Challenges Identified:
- ❌ Information drift: LLM sometimes “forgets” confirmed numbers
- ❌ Over-asking: Still asks about children/elderly even when user said “I’m alone”
Version 4.0: Staged Information Collection (flooding_rescue_api_version.py)
Design Refinement: Implement explicit conversation stages
Staged Collection Logic:
class RescueSession:
def __init__(self):
# Stage tracking flags
self.adult_count_asked = False
self.adult_count_confirmed = False
self.children_elderly_asked = False
self.children_elderly_confirmed = False
self.info_confirmed = False # Stop asking when complete
Stage 1: Adult Count
if not session.adult_count_confirmed:
analysis_prompt = """Extract ONLY the number of ADULTS.
RULES:
- If user says "I'm alone": return ADULT=1
- If mentions specific number: return that number
- If says "we" without number: return N/A
Respond: ADULT: [number or N/A]
"""
# Once confirmed, move to Stage 2
if adult_count == 1:
# Special case: If alone, auto-set children=0, elderly=0
session.children_elderly_confirmed = True
Stage 2: Children and Elderly
if adult_count_confirmed and not children_elderly_confirmed:
analysis_prompt = """Extract CHILDREN and ELDERLY.
CRITICAL RULES:
- If mentions children but NOT elderly: CHILDREN=[n], ELDERLY=0
- If mentions elderly but NOT children: ELDERLY=[n], CHILDREN=0
- If says "no children": CHILDREN=0
- Return N/A only if not mentioned at all
"""
User Need Consideration:
- Efficiency: Stop analyzing once information is complete
- Intelligence: Infer implicit information (alone → no children/elderly)
- Consistency: Lock confirmed values to prevent drift
- Performance: Skip unnecessary LLM calls with
info_confirmedflag
Optimization:
def analyze_people_and_urgency(conversation_history):
# STOP unnecessary processing
if session.info_confirmed:
print("✅ All information confirmed, skipping LLM analysis")
return current_info
# Stage-based analysis
if not session.adult_count_confirmed:
# Only analyze adults
elif not session.children_elderly_confirmed:
# Only analyze children/elderly
else:
# Only update urgency status
Version 5.0: Frontend-Backend Separation (Final Version)
Architectural Components:
- Backend (FastAPI):
- WebSocket for real-time audio streaming
- REST API for message handling
- Session management
- AI model orchestration
- Frontend (HTML/CSS/JavaScript):
- Modern responsive UI
- Web Audio API for microphone access
- Real-time transcription display
- Status panels and visualizations
Integration Points:
# Backend WebSocket endpoint
@app.websocket("/ws/audio")
async def websocket_audio_endpoint(websocket: WebSocket):
await websocket.accept()
# Create ASR instance for this connection
local_asr = create_asr(model="paraformer-realtime-v2")
local_asr.start()
while not ws_closed:
audio_data = await websocket.receive()
local_asr.recognition.send_audio_frame(audio_data["bytes"])

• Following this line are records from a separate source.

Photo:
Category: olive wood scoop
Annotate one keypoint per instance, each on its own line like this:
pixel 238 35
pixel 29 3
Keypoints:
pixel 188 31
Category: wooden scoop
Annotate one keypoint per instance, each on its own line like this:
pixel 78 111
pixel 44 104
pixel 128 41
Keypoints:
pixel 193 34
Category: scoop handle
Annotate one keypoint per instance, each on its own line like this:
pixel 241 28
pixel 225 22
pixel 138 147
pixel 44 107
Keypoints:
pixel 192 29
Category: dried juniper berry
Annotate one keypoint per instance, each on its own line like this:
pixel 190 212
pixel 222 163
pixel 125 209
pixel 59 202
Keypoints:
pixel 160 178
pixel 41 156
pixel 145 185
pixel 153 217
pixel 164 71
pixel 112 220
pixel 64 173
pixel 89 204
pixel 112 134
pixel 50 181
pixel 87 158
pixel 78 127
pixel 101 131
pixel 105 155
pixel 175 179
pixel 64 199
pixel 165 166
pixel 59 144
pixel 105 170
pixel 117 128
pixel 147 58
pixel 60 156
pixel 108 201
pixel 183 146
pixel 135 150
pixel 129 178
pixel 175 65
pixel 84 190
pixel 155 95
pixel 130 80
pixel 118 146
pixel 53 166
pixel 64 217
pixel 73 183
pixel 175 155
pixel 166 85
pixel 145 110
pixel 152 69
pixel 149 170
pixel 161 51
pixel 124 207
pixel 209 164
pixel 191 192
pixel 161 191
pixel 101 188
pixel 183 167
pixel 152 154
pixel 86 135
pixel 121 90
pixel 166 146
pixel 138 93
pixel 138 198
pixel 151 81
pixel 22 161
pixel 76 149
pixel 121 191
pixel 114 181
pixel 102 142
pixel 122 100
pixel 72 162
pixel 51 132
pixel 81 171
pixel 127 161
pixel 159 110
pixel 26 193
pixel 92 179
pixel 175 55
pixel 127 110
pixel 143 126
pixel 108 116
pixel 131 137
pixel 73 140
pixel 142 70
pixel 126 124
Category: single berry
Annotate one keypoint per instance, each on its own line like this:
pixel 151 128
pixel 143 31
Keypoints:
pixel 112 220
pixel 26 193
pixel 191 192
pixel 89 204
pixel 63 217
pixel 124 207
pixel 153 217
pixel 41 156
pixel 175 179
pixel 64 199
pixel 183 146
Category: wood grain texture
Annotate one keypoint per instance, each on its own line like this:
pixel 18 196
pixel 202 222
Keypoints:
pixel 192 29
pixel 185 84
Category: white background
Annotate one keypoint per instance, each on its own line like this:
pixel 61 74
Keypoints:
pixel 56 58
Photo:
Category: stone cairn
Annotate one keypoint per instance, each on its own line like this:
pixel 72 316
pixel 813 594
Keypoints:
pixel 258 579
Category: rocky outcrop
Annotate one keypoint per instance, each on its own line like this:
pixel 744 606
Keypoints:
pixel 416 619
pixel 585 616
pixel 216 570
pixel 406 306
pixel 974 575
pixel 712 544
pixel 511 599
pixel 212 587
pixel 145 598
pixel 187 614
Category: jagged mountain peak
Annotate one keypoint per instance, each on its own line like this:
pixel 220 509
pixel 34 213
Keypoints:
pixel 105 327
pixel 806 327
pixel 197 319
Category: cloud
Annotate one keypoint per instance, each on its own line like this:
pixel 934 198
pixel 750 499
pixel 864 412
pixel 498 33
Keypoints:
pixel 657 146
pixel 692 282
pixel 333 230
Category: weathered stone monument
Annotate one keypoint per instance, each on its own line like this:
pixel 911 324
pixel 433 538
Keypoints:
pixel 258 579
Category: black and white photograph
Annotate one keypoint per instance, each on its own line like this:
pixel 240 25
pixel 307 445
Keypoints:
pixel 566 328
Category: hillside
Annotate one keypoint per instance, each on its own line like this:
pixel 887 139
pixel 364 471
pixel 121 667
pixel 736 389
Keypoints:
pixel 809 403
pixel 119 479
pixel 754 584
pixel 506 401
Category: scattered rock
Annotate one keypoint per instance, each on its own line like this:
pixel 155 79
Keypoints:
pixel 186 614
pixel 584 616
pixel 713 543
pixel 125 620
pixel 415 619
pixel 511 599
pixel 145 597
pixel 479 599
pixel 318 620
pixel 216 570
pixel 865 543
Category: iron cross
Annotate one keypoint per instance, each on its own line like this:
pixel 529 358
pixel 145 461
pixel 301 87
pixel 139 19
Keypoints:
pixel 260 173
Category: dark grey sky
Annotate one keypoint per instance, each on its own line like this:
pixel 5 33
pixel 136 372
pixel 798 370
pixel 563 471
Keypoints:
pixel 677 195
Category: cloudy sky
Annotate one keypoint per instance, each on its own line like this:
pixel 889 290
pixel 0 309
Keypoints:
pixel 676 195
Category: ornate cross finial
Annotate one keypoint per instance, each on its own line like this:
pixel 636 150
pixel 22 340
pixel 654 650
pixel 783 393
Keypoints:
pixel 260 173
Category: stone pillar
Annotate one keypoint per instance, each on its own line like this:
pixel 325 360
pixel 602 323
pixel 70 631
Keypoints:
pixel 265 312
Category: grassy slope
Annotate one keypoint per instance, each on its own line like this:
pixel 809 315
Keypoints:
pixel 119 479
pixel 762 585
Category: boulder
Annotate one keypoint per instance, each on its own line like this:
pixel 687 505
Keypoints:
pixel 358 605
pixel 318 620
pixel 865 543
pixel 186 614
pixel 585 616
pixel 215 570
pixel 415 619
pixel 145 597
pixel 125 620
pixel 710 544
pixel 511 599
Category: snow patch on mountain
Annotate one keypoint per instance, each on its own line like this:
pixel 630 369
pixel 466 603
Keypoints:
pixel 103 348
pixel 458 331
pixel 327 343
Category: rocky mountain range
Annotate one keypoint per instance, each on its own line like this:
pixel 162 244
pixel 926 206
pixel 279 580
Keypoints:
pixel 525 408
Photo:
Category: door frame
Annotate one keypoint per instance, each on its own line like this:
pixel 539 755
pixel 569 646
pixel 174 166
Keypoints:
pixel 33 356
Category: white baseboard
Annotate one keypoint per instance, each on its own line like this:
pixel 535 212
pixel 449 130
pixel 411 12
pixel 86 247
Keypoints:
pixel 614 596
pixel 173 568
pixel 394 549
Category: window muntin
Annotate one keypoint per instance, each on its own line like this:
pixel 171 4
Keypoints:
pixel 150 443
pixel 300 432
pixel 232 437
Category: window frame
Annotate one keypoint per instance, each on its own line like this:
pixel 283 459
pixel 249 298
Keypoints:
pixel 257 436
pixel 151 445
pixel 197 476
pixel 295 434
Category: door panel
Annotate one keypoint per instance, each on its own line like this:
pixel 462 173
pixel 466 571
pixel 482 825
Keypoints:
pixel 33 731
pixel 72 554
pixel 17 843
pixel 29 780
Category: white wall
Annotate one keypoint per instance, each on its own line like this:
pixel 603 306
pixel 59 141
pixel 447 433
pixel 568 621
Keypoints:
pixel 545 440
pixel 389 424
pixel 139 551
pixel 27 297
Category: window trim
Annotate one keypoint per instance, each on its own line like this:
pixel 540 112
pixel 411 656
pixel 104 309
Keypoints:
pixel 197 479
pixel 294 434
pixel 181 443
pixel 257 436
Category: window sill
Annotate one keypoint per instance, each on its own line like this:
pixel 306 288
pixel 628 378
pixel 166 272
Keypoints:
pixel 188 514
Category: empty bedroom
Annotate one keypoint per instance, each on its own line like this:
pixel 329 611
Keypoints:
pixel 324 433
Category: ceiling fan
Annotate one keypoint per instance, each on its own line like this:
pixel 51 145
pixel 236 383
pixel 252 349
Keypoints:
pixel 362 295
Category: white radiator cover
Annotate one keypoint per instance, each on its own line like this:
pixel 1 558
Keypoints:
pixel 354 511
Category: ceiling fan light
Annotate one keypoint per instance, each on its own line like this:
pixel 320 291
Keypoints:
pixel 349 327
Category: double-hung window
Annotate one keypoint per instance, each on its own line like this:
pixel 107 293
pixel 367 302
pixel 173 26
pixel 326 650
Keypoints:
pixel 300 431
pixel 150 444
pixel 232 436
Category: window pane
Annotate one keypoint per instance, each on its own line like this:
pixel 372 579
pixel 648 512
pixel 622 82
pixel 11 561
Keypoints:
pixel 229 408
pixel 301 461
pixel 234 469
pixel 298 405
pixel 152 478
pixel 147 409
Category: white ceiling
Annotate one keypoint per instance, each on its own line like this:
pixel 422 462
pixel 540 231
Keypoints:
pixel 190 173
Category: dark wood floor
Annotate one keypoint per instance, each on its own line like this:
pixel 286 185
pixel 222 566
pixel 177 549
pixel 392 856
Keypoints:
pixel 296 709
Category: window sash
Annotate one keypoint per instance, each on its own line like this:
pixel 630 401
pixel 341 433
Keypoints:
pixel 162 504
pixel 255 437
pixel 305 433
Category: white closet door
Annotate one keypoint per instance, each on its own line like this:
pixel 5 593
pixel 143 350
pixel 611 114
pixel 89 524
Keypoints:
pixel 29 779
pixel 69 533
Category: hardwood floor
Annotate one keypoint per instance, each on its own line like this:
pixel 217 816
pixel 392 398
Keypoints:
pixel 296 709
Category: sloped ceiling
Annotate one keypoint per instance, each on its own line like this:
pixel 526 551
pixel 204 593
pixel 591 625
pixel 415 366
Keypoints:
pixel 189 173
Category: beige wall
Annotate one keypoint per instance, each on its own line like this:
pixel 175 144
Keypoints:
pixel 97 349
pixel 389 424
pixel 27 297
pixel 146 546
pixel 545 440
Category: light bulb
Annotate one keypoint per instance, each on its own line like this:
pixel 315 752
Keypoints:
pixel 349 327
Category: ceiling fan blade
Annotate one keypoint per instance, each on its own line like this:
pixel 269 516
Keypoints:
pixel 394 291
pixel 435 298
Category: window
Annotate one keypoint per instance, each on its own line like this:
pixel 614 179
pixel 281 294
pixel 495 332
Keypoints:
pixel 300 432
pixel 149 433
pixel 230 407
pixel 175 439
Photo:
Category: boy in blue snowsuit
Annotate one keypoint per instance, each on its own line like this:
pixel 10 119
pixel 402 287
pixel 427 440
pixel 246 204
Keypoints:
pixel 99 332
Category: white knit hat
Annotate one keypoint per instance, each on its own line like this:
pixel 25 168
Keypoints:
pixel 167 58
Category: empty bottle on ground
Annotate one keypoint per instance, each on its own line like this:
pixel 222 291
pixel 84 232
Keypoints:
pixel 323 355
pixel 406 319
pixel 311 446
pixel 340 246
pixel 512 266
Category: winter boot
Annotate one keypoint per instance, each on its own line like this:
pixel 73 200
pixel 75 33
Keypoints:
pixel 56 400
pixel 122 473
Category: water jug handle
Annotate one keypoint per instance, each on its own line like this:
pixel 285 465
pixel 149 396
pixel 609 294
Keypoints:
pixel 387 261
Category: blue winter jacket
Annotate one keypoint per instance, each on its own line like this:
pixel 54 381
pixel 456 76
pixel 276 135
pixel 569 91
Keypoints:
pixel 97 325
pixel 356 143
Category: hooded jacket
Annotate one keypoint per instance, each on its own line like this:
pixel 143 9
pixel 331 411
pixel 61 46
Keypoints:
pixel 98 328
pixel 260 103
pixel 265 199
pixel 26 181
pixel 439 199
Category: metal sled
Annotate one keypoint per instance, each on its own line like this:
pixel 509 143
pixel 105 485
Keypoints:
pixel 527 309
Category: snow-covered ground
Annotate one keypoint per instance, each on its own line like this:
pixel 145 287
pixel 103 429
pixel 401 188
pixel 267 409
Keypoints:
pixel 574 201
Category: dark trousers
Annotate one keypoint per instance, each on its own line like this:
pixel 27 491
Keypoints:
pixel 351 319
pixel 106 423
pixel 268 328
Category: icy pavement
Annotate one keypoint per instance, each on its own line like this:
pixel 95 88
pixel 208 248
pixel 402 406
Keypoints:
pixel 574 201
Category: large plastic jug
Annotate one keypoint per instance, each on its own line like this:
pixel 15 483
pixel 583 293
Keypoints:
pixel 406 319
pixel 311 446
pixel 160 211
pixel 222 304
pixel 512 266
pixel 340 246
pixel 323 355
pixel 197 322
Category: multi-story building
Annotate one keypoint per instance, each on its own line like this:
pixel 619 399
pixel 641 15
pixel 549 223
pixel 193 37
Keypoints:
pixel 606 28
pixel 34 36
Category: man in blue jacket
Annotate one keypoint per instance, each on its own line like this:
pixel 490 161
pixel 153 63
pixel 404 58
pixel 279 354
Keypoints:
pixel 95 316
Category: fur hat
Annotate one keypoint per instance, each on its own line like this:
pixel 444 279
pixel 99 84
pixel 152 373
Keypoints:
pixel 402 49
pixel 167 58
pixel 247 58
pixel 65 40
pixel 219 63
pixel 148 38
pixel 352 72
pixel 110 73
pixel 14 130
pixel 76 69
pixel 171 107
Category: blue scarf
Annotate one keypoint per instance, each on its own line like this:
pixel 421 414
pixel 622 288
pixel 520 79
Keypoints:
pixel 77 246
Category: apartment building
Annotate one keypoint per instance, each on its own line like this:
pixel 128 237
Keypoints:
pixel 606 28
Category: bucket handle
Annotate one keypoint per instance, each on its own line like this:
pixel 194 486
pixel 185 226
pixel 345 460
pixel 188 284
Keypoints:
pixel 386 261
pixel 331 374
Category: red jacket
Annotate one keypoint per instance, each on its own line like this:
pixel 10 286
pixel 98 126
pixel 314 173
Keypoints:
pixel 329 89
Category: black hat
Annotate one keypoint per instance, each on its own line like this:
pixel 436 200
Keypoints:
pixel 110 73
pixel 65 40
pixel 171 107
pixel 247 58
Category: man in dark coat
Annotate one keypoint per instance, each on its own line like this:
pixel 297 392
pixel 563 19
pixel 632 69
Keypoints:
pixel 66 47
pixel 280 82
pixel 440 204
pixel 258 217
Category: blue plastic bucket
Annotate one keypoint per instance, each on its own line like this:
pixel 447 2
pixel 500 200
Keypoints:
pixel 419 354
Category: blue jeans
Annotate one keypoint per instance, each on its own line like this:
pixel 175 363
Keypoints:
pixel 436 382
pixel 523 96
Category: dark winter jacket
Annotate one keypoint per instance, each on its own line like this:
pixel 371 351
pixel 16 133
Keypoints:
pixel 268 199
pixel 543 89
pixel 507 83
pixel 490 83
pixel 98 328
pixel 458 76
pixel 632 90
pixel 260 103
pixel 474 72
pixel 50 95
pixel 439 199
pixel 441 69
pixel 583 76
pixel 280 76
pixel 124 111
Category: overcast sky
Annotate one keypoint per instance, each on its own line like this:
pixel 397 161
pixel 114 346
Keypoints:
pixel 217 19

text = local_asr.get_result()
if text:
await websocket.send_json({
"type": "transcript",
"text": text
})
// Frontend: Connect to WebSocket
const ws = new WebSocket('wss://localhost:8000/ws/audio');
// Send audio stream
navigator.mediaDevices.getUserMedia({ audio: true })
.then(stream => {
const audioContext = new AudioContext();
const processor = audioContext.createScriptProcessor(4096, 1, 1);
processor.onaudioprocess = (e) => {
const audioData = e.inputBuffer.getChannelData(0);
ws.send(audioData); // Send to backend
};
});
// Receive transcriptions
ws.onmessage = (event) => {
const data = JSON.parse(event.data);
if (data.type === 'transcript') {
displayTranscription(data.text);
}
};
User Need Consideration:
- Accessibility: Works on any device with a browser
- Real-time feedback: Instant transcription display
- Visual clarity: Separate panels for conversation, status, and actions
- Network resilience: Handles disconnections gracefully
🖼️ Frontend User Interface
Main Interface Screenshot

Key UI Components
- Conversation Area:
- Real-time message display
- User and assistant messages clearly distinguished
- Auto-scroll to latest message
- Status Panel:
- People count (Adults / Children / Elderly / Total)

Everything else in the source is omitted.